アメリカ北東部は西海岸と並び、世界的な「リベラル」の本拠地で、女性の自由や人権を守り、ジェンダーギャップをなくすさまざまな試みが行なわれている。だがそのニューヨークに、アフガニスタンと同じような境遇に置かれている多くの女性たちがいるとしたらどうだろうか。

デボラ・フェルドマンの『アンオーソドックス』(中谷友紀子訳、辰巳出版)は、ブルックリンのユダヤ教正統派のコミュニティに生まれ、親の決めた相手と結婚して一子をもうけた著者が「自由な人生」を獲得するまでを描いた自叙伝で、これまで隠されてきた(見て見ないふりをされてきた)女性差別的な文化・習俗を赤裸々に描いて大きな反響を呼んだ。副題の“The Scandalous Rejection of My Hasidic Roots(私のハシド派のルーツのスキャンダラスな拒絶)”が示すように、本書はアメリカのユダヤ社会だけでなく、リベラルにとっても「スキャンダル」だった。

サトマール派は「ウルトラオーソドックス」のユダヤ教

ニューヨークでは、黒のスーツに黒のシルクハット、カールしたもみあげを伸ばした男性や、黒のドレスにスカーフなどで頭髪を隠した女性を見かけることがある。これがユダヤ教正統派だが、そのコミュニティがどのようなものか、ニューヨーカーや世俗的なユダヤ人はもちろん、保守的なユダヤ教徒ですらよく知らなかった(あるいは知ろうとしなかった)。

オーソドックス(orthodox)は「正統派」のことで、ユダヤ教ハシド派は「超正統派(ウルトラオーソドックス)」と呼ばれる。フェルドマン一家が属するサトマール派は、そのなかでもさらに原理主義的なユダヤ教の一派だ。

ハシド派は17世紀後半にアシュケナージ(東欧系ユダヤ人)のあいだで生まれた宗教復興運動とされるが、サトマール派の歴史は比較的新しい。ルーマニアとハンガリーの国境付近にあったユダヤ人コミュニティは第二次世界大戦のホロコーストで壊滅したものの、その一部はナチスから逃れてアメリカに渡った。サトゥ・マーレ(イディッシュ語ではサトマール)出身のラビ(宗教指導者)もその一人で、ホロコーストを生き延びたユダヤ人を集めてブルックリンにハシド派の一派を再興し、故郷の名を付けた。

ユダヤ教正統派のコミュニティがあるのはウイリアムズバーグ南部で、マンハッタンから地下鉄で20分ほどのところだ。私はあいにく訪れたことがないが、一帯は再開発が進んで若いアーティストが集まるおしゃれスポットになっており、そんななかタイムスリップしたようにユダヤ教の戒律を守る6万人ちかいひとたちが暮らしているという。

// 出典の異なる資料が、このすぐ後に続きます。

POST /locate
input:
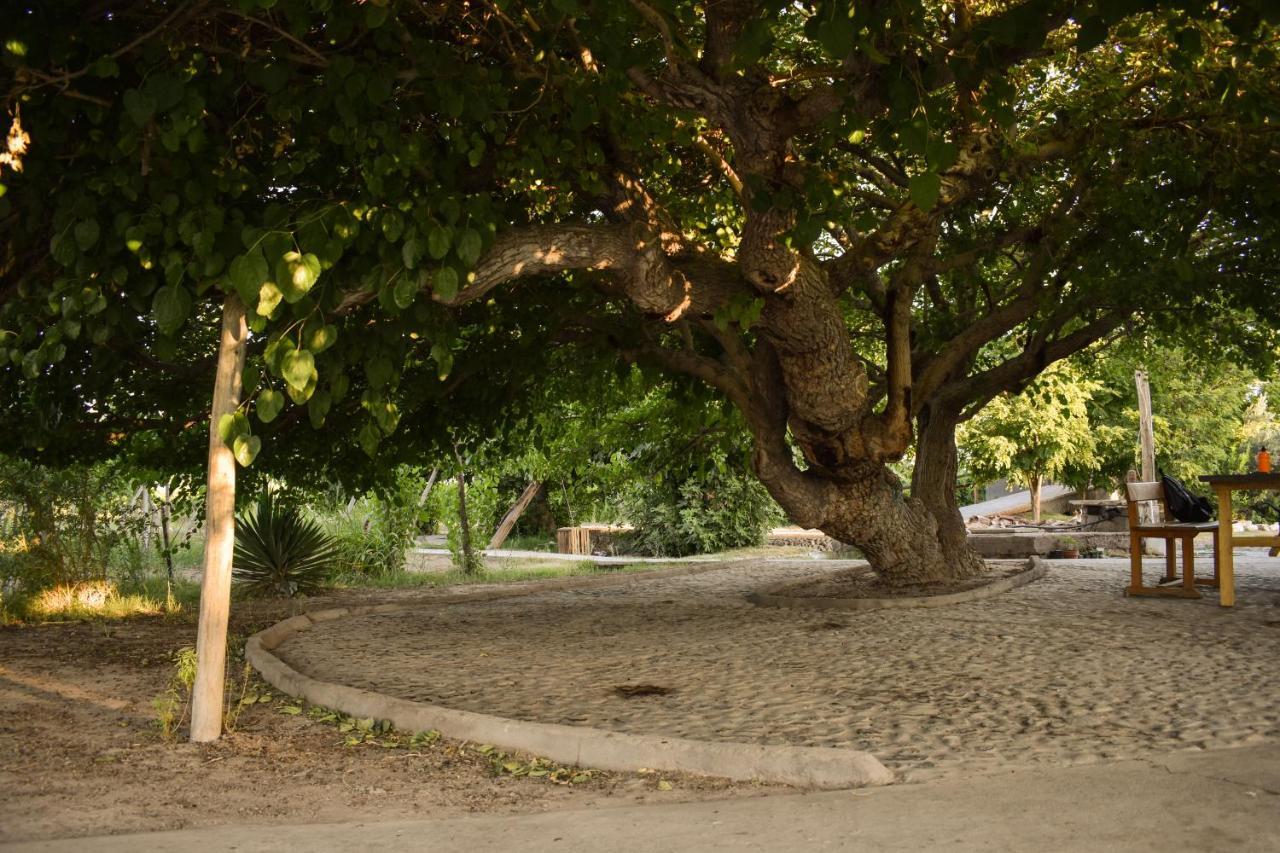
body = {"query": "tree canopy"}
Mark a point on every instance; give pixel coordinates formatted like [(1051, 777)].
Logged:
[(856, 222)]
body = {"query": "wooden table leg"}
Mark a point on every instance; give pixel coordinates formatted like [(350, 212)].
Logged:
[(1225, 562), (1188, 564)]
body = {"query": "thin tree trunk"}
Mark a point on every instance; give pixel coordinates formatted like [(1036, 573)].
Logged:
[(469, 561), (430, 484), (933, 483), (206, 696), (164, 538), (513, 514)]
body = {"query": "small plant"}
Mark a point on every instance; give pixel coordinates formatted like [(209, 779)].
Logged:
[(170, 706), (278, 552)]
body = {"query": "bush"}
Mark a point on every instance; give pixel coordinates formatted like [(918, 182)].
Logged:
[(278, 552), (62, 527), (698, 514)]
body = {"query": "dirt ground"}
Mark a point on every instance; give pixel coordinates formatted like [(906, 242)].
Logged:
[(81, 751)]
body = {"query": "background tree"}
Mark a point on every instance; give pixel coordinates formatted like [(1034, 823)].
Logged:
[(1040, 434), (858, 223)]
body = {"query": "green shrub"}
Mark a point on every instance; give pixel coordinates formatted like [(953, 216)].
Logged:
[(278, 552), (699, 514)]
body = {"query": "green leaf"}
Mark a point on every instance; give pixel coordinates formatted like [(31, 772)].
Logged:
[(405, 291), (298, 366), (438, 241), (1093, 32), (379, 372), (369, 439), (86, 233), (246, 447), (446, 284), (296, 274), (270, 402), (924, 190), (321, 337), (941, 154), (140, 106), (170, 306), (232, 424), (318, 407), (469, 246), (269, 296), (248, 273), (302, 395), (133, 237), (412, 252)]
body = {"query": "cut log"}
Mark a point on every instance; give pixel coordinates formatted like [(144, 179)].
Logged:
[(215, 594), (513, 514)]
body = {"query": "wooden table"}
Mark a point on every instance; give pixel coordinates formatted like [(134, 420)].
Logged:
[(1226, 539)]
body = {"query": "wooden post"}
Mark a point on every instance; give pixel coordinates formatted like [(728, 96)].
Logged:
[(1225, 559), (1146, 427), (513, 514), (215, 594), (430, 484), (1147, 446)]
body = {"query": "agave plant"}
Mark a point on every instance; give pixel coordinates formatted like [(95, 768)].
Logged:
[(278, 552)]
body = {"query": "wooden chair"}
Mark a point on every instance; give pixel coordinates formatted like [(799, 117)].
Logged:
[(1171, 532)]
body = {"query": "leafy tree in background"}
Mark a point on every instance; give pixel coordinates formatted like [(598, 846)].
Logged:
[(855, 222), (1200, 401), (1040, 434)]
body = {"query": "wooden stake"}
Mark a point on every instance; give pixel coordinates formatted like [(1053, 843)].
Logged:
[(215, 594), (513, 514), (1146, 427)]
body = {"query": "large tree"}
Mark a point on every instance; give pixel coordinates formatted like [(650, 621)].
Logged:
[(856, 222)]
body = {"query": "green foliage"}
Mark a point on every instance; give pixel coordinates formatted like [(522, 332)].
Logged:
[(344, 168), (1201, 410), (170, 707), (717, 510), (63, 527), (1042, 433), (280, 553)]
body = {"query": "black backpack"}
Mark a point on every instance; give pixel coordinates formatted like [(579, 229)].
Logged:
[(1182, 503)]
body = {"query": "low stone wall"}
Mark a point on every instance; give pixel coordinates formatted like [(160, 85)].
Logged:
[(1006, 544), (812, 539)]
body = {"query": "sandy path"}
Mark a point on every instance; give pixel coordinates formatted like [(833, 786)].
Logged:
[(1065, 670)]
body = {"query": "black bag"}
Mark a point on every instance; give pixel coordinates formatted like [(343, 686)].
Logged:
[(1182, 503)]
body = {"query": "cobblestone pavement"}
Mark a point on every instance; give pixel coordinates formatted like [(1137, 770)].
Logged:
[(1064, 670)]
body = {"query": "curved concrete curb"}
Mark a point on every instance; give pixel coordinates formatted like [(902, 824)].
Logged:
[(804, 766), (772, 597)]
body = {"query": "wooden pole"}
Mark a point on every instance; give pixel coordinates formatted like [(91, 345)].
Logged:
[(1147, 448), (513, 514), (430, 484), (215, 594), (1146, 427)]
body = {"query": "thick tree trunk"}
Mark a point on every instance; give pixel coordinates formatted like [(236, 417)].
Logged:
[(933, 483), (868, 509), (206, 694)]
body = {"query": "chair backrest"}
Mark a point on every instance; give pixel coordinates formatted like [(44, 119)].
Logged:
[(1143, 493)]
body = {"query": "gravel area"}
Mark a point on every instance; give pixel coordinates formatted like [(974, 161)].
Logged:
[(1065, 670)]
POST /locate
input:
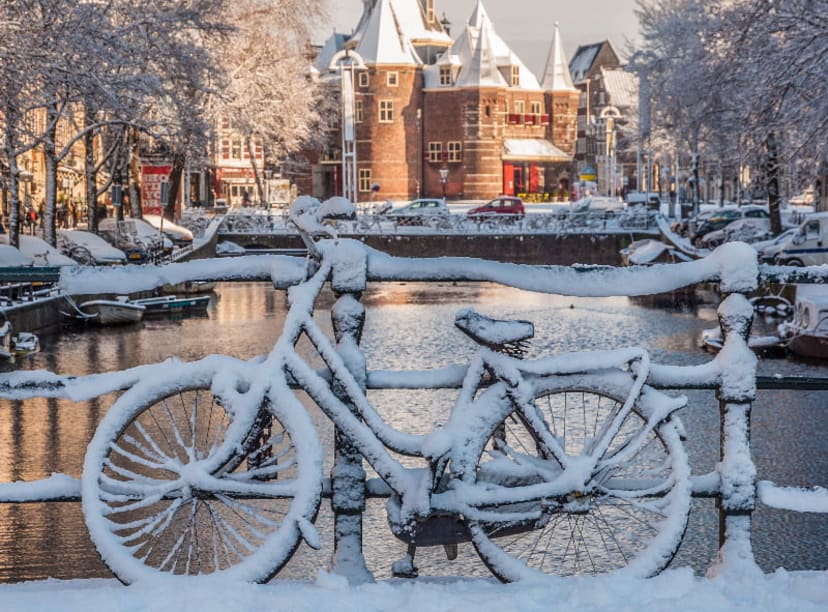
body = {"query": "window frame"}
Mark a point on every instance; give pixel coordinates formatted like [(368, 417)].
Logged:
[(364, 180), (435, 152), (386, 110)]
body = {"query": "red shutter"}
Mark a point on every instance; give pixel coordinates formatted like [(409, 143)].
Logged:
[(508, 178)]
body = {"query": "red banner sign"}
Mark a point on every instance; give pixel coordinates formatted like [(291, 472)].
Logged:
[(151, 179)]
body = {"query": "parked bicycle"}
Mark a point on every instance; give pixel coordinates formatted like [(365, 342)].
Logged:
[(556, 465)]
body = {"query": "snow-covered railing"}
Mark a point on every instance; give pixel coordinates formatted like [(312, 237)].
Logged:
[(350, 266), (561, 222)]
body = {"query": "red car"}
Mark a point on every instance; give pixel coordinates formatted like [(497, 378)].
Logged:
[(501, 205)]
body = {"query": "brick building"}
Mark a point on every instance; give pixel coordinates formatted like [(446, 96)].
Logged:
[(433, 114)]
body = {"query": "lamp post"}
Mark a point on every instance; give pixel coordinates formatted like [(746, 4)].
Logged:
[(117, 197), (444, 180)]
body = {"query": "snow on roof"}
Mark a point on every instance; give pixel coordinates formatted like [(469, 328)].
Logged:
[(582, 61), (622, 87), (481, 70), (412, 21), (556, 76), (532, 149), (334, 43), (382, 40)]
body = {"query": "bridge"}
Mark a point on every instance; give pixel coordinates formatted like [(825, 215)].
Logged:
[(561, 238)]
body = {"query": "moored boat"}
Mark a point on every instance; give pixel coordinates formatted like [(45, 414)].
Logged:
[(806, 334), (171, 303), (188, 287), (111, 312)]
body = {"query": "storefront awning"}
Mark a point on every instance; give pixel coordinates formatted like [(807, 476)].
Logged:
[(532, 149)]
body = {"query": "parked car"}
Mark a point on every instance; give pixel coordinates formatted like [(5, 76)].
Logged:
[(88, 248), (721, 217), (770, 248), (418, 212), (651, 200), (808, 245), (501, 205), (180, 236), (749, 229)]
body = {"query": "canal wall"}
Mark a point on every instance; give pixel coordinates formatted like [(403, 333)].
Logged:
[(536, 249), (45, 315)]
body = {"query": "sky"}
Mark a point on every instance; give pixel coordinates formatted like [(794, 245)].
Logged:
[(526, 25)]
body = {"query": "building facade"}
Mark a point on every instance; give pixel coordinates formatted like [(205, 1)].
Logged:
[(435, 115)]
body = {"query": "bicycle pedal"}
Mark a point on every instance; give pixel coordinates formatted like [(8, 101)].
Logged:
[(404, 568)]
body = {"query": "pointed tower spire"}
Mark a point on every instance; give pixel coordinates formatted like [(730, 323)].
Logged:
[(381, 41), (556, 76), (481, 70), (479, 15)]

サトマール派は大家族で、きょうだいのなかで年長者が先に結婚しなければ、弟や妹は結婚できない決まりになっていた。デボラの祖父は事業を運営しながらトーラーを学び、祖母はルーマニア出身のホロコーストの生き残りだった。祖父母には知的障害のある男の子がおり、その結婚相手を必死に探していた。そこで見つけたのがイギリスの貧しいユダヤ人の娘で、アメリカに行けるというだけでこの縁談を受け入れた。

こうして2人は結婚し、デボラが生まれたが、正統派でない家庭に育った母にはサトマール派の暮らしは耐えられず家を出ていった。残されたデボラは、祖父母のもとで育てられることになった。

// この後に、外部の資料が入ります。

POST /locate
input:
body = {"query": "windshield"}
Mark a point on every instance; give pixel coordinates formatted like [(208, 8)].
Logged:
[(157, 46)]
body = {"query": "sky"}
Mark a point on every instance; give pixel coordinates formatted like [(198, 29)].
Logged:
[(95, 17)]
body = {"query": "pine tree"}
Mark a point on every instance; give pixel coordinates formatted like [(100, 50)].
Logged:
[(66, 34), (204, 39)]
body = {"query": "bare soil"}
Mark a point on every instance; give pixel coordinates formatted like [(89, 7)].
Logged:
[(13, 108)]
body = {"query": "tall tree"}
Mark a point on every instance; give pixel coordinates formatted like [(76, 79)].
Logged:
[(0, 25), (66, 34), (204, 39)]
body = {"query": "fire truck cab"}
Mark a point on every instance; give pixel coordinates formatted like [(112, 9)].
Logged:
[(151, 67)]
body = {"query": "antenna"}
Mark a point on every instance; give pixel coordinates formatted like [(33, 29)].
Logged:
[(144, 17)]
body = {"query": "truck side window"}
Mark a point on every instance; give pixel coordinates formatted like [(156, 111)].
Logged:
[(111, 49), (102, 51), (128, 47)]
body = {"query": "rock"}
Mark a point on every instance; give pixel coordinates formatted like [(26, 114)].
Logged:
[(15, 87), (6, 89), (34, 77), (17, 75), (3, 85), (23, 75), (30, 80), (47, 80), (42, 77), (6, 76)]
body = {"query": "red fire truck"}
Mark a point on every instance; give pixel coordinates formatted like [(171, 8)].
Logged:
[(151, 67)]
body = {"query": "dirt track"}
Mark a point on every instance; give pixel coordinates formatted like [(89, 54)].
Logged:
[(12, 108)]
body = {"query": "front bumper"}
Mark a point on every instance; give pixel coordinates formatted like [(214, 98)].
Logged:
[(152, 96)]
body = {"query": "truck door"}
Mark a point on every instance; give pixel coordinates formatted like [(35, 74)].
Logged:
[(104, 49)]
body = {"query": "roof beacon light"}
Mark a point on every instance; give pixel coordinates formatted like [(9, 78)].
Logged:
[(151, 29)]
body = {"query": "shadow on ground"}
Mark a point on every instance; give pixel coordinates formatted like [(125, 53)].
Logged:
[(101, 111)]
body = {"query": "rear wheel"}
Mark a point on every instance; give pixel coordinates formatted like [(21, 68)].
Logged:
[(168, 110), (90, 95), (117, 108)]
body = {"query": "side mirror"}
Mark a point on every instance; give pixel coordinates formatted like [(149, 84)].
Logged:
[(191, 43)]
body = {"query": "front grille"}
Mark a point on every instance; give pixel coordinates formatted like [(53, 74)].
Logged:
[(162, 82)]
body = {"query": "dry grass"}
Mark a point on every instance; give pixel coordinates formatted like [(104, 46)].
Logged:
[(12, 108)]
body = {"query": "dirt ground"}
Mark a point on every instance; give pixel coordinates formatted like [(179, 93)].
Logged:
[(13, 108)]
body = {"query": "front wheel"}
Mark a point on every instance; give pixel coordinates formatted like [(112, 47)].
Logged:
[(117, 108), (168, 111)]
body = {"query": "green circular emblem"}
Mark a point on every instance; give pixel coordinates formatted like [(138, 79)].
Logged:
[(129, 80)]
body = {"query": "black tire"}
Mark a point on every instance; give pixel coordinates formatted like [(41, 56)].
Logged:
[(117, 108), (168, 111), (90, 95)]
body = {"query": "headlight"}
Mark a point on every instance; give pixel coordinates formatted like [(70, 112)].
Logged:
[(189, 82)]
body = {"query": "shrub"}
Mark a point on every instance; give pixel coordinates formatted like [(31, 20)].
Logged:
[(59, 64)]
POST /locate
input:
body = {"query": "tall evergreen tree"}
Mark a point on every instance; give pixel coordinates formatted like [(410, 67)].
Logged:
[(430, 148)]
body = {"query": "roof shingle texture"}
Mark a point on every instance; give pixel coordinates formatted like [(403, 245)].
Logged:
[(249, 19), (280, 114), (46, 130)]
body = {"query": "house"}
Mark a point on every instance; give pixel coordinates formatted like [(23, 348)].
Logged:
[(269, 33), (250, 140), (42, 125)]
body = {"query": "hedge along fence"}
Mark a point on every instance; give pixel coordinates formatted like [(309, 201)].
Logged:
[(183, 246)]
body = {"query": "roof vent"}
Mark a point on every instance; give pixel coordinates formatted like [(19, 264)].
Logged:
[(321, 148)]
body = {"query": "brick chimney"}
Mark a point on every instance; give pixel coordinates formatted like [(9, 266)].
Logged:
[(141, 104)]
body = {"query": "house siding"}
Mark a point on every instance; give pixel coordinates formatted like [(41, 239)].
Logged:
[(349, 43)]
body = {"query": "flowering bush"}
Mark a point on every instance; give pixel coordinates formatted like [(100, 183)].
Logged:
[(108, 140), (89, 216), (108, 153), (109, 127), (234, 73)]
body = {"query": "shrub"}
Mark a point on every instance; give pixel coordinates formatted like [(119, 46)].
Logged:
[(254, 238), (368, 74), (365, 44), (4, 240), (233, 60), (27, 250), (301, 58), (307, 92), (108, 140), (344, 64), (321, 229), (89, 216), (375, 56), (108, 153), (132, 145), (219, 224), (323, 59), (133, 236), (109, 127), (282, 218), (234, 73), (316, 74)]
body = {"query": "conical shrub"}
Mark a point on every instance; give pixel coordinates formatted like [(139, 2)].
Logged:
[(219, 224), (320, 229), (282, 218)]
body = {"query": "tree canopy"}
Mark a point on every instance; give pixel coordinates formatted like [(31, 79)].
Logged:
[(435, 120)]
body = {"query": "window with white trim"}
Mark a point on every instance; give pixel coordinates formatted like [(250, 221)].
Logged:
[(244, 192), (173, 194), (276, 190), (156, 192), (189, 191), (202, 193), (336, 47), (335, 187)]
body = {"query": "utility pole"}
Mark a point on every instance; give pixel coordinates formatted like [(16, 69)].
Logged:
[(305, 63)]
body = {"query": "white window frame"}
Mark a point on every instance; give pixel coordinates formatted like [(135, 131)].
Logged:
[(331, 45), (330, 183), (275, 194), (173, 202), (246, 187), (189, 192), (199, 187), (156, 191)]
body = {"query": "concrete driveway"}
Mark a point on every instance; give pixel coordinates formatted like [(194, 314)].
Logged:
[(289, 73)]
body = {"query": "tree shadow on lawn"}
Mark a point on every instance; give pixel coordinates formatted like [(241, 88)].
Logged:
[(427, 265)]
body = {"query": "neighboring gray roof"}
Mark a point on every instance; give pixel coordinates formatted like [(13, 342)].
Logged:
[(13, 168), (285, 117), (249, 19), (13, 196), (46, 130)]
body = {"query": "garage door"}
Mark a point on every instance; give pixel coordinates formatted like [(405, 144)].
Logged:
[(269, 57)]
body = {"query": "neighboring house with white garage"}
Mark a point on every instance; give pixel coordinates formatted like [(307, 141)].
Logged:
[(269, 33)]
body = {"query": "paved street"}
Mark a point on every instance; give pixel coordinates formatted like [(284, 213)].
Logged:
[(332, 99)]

デボラは祖父母から愛され、それなりに幸福な少女時代を過ごしたが、本が好きだったことで自分が「ふつう」とちがうと気づくようになる。サトマール派ではイディッシュ語(ドイツ語の方言にヘブライ語やスラブ語が混ざった東欧系ユダヤ人の言語)しか認めず、英語の本を家庭に持ち込むことは許されなかったが、デボラは図書館で借りてきた『若草物語』を祖父母に隠れて読みあさり、「自分らしさを追い求める」末妹のジョーに自分を重ねた。

自由な人生への強い憧れはあったものの、その一方でデボラは、生まれ育ったコミュニティや家族を捨てることはできないと思っていた。だが18歳で両親が決めた相手と結婚し、ようやく男の子が生まれたときには、日々の生活は耐え難いものになっていた。一念発起して大学に進学したデボラは、「外の世界」の価値観に触れ、過去を捨て子どもを連れて家を出ることを決意する……という物語だ。

イスラエル建国を「神への冒涜」と呼ぶユダヤ教徒

タラ・ウェストバーの『エデュケーション 大学は私の人生を変えた』(村井理子訳、 ハヤカワ文庫NF)は、モルモン教のカルト的な家庭に生まれた著者が、大学進学によって人生を切り開いていく話だった。

参考:アメリカ社会に根づく「サバイバリスト」という終末論カルト

デボラ・フェルドマンの場合は、家庭ではなくコミュニティ全体が「カルト化」していた。本書の冒頭で、デボラはこう書いている。

アメリカに定着したハシド派は、消滅の危機に瀕した民族的遺産への回帰を目指した。先祖にならって伝統的な衣服を身に着け、イディッシュ語のみを使った。ユダヤ人の大量虐殺は同化とシオニズムに対する神の罰だと信じ、多くはイスラエルの建国に反対した。なによりもハシド派が重視したのは子孫の繁栄で、失われた無数の同胞をとりもどそうとするように人口の回復につとめた。今日にいたるまで、ハシド派のコミュニティは絶え間なく拡大を続けている。ヒトラーに対する究極の復讐として。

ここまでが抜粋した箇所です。